LXXXIV. Enfin, assiégés de tous côtés, n'ayant pu,
depuis quatre jours, donner du fourrage à leurs chevaux, manquant d'eau, de
bois, de vivres, les généraux ennemis demandent une entrevue, et, autant que
possible, dans un lieu éloigné des troupes. César, avant refusé l'entrevue
secrète, et offert de les entendre publiquement, on lui donne pour otage le fils
d'Afranius, et l'on se rend au lieu qu'il a désigné. Là, en présence des deux
armées, Afranius prend la parole : "On ne doit pas, dit-il, leur reprocher à eux
et à leurs troupes d'avoir voulu rester fidèles à Cn. Pompée leur général. Mais
ils ont satisfait à leur devoir ; ils ont assez souffert, assez enduré de
privations de toute espèce. Maintenant, enfermés comme des femmes, ils n'ont pas
même la liberté d'aller chercher de l'eau, ni de changer de place ; leurs corps
ne sauraient plus longtemps supporter ces souffrances, ni leurs âmes cette
honte : ils s'avouent donc vaincus, et demandent avec prières que, s'il y a
encore quelque pitié chez leurs ennemis ; ils ne soient pas réduits à la
nécessité de se détruire eux-mêmes". Telles sont les paroles qu'il prononce du
ton le plus humble et le plus soumis.
LXXXV. À cela César répond qu'il n'est personne au
monde à qui il convienne moins de se plaindre et d'implorer la pitié.

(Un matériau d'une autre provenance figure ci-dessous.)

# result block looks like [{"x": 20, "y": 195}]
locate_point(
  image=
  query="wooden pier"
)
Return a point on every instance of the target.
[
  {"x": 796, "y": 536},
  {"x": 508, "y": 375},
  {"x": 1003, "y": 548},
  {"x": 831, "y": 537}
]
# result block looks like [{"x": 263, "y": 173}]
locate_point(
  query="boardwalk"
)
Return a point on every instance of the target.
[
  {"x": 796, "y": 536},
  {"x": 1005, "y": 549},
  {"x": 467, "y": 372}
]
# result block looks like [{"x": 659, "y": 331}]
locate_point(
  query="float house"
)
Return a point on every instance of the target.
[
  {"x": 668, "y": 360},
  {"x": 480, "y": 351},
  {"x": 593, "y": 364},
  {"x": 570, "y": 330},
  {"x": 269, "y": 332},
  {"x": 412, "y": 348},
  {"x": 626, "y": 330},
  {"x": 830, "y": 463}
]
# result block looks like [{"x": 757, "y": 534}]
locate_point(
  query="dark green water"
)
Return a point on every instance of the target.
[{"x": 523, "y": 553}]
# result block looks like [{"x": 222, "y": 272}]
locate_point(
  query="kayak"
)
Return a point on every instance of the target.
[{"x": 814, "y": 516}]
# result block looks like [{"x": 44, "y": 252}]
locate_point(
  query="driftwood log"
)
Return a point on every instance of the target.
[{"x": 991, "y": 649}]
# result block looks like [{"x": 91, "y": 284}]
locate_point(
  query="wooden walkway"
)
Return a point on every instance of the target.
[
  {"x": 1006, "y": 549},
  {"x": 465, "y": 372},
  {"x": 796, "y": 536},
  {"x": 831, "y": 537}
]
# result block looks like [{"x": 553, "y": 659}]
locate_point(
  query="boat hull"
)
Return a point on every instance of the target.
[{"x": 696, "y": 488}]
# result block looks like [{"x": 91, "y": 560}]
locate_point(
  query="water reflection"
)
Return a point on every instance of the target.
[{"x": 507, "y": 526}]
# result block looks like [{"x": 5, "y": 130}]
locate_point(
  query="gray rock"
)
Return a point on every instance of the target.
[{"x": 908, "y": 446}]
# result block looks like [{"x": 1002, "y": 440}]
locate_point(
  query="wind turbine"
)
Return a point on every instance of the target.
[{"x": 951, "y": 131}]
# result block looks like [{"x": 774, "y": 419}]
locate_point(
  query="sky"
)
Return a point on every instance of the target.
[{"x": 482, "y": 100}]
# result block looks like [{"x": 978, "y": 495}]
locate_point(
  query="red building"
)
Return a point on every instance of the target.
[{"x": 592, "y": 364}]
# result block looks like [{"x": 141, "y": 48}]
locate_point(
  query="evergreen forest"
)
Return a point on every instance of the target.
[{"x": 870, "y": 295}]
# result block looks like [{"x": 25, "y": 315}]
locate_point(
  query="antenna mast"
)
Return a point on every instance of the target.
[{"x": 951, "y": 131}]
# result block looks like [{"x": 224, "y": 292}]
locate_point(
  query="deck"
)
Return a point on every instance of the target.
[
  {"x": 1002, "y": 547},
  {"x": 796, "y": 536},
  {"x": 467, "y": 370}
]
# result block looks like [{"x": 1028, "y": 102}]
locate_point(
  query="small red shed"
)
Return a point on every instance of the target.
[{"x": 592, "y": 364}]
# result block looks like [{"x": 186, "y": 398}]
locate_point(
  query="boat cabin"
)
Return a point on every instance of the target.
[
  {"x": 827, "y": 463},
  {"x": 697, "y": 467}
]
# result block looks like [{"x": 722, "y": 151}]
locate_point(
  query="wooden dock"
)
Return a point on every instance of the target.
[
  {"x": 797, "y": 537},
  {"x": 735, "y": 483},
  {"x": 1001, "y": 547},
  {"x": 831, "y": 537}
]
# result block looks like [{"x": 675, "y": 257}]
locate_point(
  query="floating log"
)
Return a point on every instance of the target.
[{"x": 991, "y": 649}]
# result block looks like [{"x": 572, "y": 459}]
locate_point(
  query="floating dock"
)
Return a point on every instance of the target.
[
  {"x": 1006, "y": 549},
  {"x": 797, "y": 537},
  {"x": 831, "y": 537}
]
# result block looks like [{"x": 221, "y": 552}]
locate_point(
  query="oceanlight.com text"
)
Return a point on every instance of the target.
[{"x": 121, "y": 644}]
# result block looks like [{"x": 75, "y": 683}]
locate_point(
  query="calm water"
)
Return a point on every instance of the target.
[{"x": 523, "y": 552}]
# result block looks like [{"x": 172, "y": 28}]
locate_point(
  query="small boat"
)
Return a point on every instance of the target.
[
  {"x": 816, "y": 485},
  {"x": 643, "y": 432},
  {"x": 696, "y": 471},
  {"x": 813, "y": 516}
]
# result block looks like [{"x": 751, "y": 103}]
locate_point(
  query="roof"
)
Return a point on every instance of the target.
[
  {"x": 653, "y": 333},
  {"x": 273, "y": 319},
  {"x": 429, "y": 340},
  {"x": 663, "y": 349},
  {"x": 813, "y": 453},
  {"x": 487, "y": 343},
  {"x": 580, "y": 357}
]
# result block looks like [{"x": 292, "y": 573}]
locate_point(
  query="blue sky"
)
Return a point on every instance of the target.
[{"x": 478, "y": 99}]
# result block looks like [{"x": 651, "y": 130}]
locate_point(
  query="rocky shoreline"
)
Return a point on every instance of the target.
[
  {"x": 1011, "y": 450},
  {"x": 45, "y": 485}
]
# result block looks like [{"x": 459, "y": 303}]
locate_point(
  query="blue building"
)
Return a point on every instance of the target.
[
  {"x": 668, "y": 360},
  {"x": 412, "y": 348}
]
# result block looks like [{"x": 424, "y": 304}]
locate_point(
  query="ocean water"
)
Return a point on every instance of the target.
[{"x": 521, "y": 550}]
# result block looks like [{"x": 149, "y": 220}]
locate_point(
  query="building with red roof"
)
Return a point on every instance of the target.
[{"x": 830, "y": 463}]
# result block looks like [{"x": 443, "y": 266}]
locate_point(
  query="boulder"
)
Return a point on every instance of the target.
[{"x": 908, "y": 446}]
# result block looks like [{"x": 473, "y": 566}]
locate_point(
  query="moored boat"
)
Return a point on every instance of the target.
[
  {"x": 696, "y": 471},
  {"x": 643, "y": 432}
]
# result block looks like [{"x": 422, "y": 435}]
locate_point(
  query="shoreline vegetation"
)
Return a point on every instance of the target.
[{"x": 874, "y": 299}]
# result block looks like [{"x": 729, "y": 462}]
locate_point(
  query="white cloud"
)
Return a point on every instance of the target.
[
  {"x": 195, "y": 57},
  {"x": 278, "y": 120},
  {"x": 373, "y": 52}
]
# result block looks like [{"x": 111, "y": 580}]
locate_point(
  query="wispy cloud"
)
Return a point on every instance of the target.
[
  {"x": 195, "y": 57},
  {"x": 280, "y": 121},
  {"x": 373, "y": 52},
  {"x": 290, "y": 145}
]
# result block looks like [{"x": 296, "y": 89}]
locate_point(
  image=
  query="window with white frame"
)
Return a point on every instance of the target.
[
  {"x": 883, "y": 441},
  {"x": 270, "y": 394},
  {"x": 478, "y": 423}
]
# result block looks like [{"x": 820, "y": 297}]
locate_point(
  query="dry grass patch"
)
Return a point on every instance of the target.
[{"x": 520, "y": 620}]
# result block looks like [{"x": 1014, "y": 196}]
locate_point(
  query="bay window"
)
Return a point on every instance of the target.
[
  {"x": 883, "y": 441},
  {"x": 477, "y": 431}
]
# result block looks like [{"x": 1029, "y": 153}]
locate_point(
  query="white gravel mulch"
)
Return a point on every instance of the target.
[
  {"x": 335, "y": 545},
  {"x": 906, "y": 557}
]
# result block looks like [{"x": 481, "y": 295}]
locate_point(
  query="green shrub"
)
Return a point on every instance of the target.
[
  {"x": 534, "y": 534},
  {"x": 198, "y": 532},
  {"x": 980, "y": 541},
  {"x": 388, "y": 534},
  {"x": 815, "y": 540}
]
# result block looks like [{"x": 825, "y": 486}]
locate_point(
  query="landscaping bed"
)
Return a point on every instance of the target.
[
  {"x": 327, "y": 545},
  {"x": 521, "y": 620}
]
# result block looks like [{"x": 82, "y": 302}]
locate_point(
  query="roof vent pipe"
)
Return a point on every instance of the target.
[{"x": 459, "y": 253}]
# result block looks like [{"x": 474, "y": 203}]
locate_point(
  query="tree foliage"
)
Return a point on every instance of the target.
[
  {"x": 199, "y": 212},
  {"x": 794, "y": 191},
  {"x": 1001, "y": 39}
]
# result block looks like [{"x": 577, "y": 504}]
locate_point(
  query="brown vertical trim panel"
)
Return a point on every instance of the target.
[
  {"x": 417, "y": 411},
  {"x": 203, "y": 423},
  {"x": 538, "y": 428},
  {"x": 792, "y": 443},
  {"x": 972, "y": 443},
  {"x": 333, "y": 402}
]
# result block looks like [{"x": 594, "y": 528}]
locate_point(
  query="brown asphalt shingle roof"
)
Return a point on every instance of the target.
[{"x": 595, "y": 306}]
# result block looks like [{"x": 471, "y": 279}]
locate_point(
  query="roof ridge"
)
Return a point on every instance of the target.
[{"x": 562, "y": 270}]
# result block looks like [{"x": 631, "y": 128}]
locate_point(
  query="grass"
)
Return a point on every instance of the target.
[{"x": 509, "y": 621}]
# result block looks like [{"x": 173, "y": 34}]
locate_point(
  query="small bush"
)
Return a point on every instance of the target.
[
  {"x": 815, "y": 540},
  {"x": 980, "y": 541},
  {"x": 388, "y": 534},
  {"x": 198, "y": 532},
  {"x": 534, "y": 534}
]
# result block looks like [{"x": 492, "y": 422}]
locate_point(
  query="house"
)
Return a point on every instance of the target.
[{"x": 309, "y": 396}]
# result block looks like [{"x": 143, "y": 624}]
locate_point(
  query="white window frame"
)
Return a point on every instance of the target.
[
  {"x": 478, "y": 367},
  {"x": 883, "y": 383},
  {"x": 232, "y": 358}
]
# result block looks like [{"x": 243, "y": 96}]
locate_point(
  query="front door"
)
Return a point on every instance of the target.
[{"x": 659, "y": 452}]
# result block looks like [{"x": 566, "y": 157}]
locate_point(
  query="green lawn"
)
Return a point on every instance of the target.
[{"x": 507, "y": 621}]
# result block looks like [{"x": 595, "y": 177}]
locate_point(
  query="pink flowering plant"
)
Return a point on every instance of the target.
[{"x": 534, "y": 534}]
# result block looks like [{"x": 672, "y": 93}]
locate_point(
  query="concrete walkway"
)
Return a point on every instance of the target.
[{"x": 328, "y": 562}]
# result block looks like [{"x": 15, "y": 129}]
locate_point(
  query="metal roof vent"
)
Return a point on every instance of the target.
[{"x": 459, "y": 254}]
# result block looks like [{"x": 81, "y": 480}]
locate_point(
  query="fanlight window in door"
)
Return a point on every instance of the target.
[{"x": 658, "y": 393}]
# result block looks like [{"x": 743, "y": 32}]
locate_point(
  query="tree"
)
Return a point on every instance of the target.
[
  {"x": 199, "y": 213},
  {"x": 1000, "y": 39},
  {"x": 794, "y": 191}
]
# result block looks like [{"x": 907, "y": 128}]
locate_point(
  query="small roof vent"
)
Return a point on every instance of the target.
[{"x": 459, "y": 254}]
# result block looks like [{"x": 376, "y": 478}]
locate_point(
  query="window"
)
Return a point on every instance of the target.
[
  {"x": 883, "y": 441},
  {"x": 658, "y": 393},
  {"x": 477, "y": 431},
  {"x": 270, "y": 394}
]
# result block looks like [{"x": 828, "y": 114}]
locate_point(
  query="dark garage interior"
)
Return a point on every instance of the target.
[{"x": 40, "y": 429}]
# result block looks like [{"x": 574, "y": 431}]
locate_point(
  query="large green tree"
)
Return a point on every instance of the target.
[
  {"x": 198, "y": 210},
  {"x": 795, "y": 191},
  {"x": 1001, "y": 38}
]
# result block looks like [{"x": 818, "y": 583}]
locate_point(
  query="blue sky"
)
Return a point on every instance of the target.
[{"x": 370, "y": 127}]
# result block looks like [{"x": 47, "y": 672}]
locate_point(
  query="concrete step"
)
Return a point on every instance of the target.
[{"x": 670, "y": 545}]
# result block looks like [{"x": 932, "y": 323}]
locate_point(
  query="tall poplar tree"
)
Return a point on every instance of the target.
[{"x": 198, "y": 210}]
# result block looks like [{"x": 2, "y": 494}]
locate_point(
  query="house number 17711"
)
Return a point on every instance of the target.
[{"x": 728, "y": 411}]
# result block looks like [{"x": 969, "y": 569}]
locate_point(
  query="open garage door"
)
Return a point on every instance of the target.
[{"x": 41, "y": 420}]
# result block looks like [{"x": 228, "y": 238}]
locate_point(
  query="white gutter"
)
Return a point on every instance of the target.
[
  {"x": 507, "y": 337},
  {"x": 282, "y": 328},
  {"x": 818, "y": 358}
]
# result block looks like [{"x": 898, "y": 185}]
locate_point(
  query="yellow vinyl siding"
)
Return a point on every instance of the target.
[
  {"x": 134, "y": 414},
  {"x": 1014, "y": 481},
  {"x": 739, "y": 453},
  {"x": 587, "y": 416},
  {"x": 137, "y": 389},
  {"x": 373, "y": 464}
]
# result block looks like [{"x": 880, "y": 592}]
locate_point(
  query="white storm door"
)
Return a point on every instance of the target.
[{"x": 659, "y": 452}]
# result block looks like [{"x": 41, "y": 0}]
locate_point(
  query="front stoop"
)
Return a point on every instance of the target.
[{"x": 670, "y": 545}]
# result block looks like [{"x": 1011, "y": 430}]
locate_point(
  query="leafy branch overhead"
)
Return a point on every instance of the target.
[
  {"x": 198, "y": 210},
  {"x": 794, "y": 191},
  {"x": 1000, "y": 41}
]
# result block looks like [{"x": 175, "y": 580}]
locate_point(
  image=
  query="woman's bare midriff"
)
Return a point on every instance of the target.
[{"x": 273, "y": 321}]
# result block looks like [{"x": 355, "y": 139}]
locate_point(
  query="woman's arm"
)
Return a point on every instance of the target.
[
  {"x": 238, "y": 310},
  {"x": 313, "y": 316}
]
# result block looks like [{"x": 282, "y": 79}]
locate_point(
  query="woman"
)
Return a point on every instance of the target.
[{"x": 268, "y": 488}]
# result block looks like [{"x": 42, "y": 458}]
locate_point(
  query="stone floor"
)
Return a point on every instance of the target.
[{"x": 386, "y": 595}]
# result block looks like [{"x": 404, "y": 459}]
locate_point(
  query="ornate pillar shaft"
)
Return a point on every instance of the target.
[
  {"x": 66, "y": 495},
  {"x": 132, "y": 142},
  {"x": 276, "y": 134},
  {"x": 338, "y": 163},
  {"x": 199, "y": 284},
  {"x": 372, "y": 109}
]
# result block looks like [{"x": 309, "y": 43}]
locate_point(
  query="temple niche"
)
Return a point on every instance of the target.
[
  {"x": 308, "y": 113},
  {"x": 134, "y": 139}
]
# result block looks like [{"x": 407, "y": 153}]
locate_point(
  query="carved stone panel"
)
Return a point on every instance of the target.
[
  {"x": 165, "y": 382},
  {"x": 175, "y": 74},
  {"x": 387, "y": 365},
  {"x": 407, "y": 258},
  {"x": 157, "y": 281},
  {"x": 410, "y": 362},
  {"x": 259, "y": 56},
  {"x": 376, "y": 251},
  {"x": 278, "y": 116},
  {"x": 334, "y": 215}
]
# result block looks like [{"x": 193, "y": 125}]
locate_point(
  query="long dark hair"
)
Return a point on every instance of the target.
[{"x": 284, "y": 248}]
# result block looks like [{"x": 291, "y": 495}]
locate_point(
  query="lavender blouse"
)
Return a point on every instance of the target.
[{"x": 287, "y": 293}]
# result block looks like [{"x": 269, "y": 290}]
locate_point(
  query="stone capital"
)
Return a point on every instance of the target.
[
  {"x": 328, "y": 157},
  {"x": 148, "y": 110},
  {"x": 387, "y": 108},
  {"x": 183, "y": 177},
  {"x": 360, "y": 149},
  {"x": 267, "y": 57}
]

Tous les
autres ont fait leur devoir : lui, César, en s'abstenant de combattre alors
qu'il avait un poste et une occasion favorables, afin de préparer toutes les
voies à un accommodement; son armée, en conservant et mettant à couvert de toute
insulte les soldats ennemis qu'elle avait eus en son pouvoir, malgré une injure
cruelle et le massacre des siens ; enfin les soldats d'Afranius, en venant
traiter eux-mêmes de la paix, démarche inspirée par la pensée de pourvoir au
salut de tous. Ainsi, dans tous les rangs, on s'est arrêté au parti que la
générosité conseillait: les chefs seuls ont montré de l'éloignement pour la
paix; loin d'observer les lois des trêves et des pourparlers, ils ont surpris
nos soldats comme ils s'entretenaient avec les leurs sans défiance, et les ont
massacrés cruellement. Aujourd'hui il leur arrive ce qui est arrivé plus d'une
fois aux hommes opiniâtres et arrogants, ils recherchent, ils sollicitent avec
empressement ce que naguère ils dédaignaient. Il ne se prévaudra maintenant ni
de leur abaissement ni des circonstances favorables pour augmenter son pouvoir ;
mais il veut que les armées qu'on a si longtemps entretenues contre lui soient
licenciées. En effet, ce n'est pas pour aucun autre motif qu'on a envoyé six
légions en Espagne, qu'on y en a levé une septième, qu'on a équipé tant de
flottes, et fait partir de si habiles généraux ; rien de cela n'était nécessaire
ni pour pacifier l'Espagne, ni pour venir en aide à la province qui, après une
longue paix, n'avait besoin d'aucun secours : c'est contre lui que toutes ces
mesures ont été prises : c'est contre lui qu'on a établi des commandements d'une
nouvelle espèce, en sorte que, des portes de Rome, le même homme préside aux
délibérations intérieures; et, quoique absent, gouverne depuis tant d'années
deux provinces belliqueuses ; c'est contre lui que les droits sacrés des
magistrats ont été violés, et qu'au lieu de donner, selon l'usage, les
gouvernements à des hommes sortant de la préture ou du consulat, on y a nommé
des particuliers choisis par une faction; c'est contre lui qu'au mépris des
privilèges de l'âge, on rappelle au service des vétérans qui ont fait toutes les
guerres précédentes ; enfin, c'est à lui seul que l'on refuse ce que l'on a
toujours accordé aux généraux qui avaient bien servi la république, de rentrer
dans Rome avec honneur, ou du moins sans honte, et de congédier l'armée. Tous
ces outrages, il les a supportés et les supportera encore patiemment; il n'a pas
même l'intention de leur ôter leur armée pour la prendre sous ses ordres, ce qui
cependant ne lui serait pas difficile; mais seulement de les en priver pour
qu'ils ne s'en servent pas contre lui. Il faut donc, comme il a été proposé,
qu'ils sortent de la province et licencient leurs soldats: à ce prix-là, il ne
fera de mal à personne. Telle est l'unique et dernière condition qu'il met à la
paix.
LXXXVI. Ce discours fut très agréable aux soldats,
comme il parut à la joie qu'ils témoignèrent : ils s'attendaient à quelque juste
châtiment, et, ils recevaient leur congé comme une sorte de récompense. Aussi,
comme on agitait la question du lieu et de l'époque du licenciement, tous, du
rempart où ils étaient alors, demandèrent de la voix et du geste qu'il se fît
sur-le-champ ; si on le différait, aucun serment n'en assurerait l'exécution.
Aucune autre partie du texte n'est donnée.